In order to make the succession process a smooth transition, family members involved in the daily activities of the business should be included in the process as much as possible. All parties should be mentally prepared for the succession, and what is expected of them must be stipulated to avoid potentially harmful situations once the new leadership is in control.
In his article, Succession Strategy: Managing the All-Important Family Component, Grant Walsh looks at what is going wrong with family businesses and the succession process. stating that “communication is key”. Walsh advises that communication channels need to be open throughout the company in order to manage family in the succession process.
In the event of a successor being chosen from outside the firm, it is vital that one takes enough time to acquaint the individual to the family, as well as the rest of the business’ employees.
A successor must understand the core values of the business, the family’s expectations and the degree to which the family members are involved in the running of the business.
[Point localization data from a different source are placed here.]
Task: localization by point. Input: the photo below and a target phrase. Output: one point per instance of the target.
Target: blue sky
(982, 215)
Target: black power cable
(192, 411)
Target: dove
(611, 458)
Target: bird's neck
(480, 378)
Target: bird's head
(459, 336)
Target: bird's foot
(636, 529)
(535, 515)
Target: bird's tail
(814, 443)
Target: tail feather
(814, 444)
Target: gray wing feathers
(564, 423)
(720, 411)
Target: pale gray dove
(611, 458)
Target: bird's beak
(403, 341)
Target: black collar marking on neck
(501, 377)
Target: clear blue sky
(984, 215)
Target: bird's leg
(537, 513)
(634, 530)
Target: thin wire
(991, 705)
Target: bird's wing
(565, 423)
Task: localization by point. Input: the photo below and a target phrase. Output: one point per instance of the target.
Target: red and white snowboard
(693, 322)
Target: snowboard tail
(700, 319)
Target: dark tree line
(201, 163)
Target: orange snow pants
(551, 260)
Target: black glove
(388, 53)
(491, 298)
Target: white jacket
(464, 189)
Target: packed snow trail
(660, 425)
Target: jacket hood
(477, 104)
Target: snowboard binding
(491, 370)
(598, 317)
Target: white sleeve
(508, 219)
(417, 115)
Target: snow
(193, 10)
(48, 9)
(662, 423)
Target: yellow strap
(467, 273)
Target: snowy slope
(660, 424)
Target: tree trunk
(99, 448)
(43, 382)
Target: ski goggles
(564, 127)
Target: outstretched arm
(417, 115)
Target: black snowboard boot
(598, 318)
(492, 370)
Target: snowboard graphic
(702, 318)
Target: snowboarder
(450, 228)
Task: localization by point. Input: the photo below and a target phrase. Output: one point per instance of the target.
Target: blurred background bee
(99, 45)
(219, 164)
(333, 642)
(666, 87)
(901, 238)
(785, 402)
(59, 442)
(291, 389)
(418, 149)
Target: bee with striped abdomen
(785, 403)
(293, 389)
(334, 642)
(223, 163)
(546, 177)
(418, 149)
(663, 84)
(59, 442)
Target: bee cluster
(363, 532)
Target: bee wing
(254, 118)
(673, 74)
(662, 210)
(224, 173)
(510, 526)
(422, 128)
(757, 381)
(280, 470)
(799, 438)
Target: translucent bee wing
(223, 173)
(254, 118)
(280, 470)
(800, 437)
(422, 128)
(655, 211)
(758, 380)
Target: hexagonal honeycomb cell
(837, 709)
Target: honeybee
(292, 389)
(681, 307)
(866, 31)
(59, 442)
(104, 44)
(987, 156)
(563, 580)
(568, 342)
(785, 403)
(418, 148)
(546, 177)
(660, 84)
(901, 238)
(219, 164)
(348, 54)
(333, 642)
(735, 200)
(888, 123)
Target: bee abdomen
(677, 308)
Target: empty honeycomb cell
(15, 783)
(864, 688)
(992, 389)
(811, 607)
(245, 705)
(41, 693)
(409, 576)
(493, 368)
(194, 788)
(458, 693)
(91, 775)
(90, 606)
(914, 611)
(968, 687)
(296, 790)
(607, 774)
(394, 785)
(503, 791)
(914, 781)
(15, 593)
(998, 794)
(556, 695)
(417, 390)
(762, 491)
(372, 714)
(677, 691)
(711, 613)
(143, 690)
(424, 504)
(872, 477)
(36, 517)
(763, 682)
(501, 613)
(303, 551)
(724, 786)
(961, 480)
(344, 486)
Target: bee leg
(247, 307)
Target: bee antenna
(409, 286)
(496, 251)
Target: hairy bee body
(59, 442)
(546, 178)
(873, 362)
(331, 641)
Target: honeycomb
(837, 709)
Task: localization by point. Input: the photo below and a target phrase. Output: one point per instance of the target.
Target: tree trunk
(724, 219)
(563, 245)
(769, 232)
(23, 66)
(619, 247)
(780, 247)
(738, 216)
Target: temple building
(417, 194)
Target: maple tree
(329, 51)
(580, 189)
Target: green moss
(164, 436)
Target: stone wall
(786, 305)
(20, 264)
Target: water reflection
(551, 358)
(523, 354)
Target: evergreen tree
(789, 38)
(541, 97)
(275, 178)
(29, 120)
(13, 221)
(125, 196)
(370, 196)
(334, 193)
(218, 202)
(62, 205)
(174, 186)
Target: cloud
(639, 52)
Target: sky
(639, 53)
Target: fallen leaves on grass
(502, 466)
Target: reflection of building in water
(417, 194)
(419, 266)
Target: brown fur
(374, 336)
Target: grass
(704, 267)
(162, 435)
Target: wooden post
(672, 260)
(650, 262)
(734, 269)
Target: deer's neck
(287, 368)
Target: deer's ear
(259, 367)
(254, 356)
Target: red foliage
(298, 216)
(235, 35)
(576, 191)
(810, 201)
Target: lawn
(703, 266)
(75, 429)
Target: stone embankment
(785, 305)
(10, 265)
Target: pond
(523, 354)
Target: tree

The establishment of governance structures such as family councils or family meetings can aid in providing guidance to new employees, while ensuring that key family values are maintained in the event of an external successor entering the business.
This idea seeks to remove the common myth that once leadership is given to an outsider; it’s as good as giving away the business.
While ideally a family business would strive for succession to take place within the family unit, it’s often the case that the children of the business owner may not be suitably qualified to run a company. It’s important for younger family members to understand that they are not entitled to an automatic succession, and that it’s a role which will fall into the hands of the person who will have the business’ best interests at heart.
Prior to leaving the company, it’s important that the business owner talks the family through this and explains their reasoning for the choice in successor. This should be done to avoid dispute in the event of the owner leaving the business unexpectedly (through death, forced retirement, etc).
As a family business owner, it’s important that one ensures that their successor receives the correct training. Succession should be a process and not a single event; hence career development of the targeted individual must be carefully and slowly implemented.
The ramifications of having an unsuitable and/or less qualified family member running the business are huge for other employees and family members. Confidence in the company may be lost, ultimately resulting in negative consequences for the business.
Succession does not always fall in the hands of an individual. Should the control of the business be shared, between an outsider and family member, it’s important to draw up a clear set of guidelines around who will be responsible for what sectors of the family business and to what extent the power will be shared.
One potential flaw in this system may arise in cases where the outsider is more qualified than the family member but has less control and vice versa.
In many cases, not everyone within the family or business will be satisfied with the current owner’s choice of a successor. The drafting of a succession plan and the establishment of a family council will aid in smoothing the process.
Ultimately, it’s up to the family business owner to be honest with all parties involved and to ensure that there is a shared understanding on the choice of successor.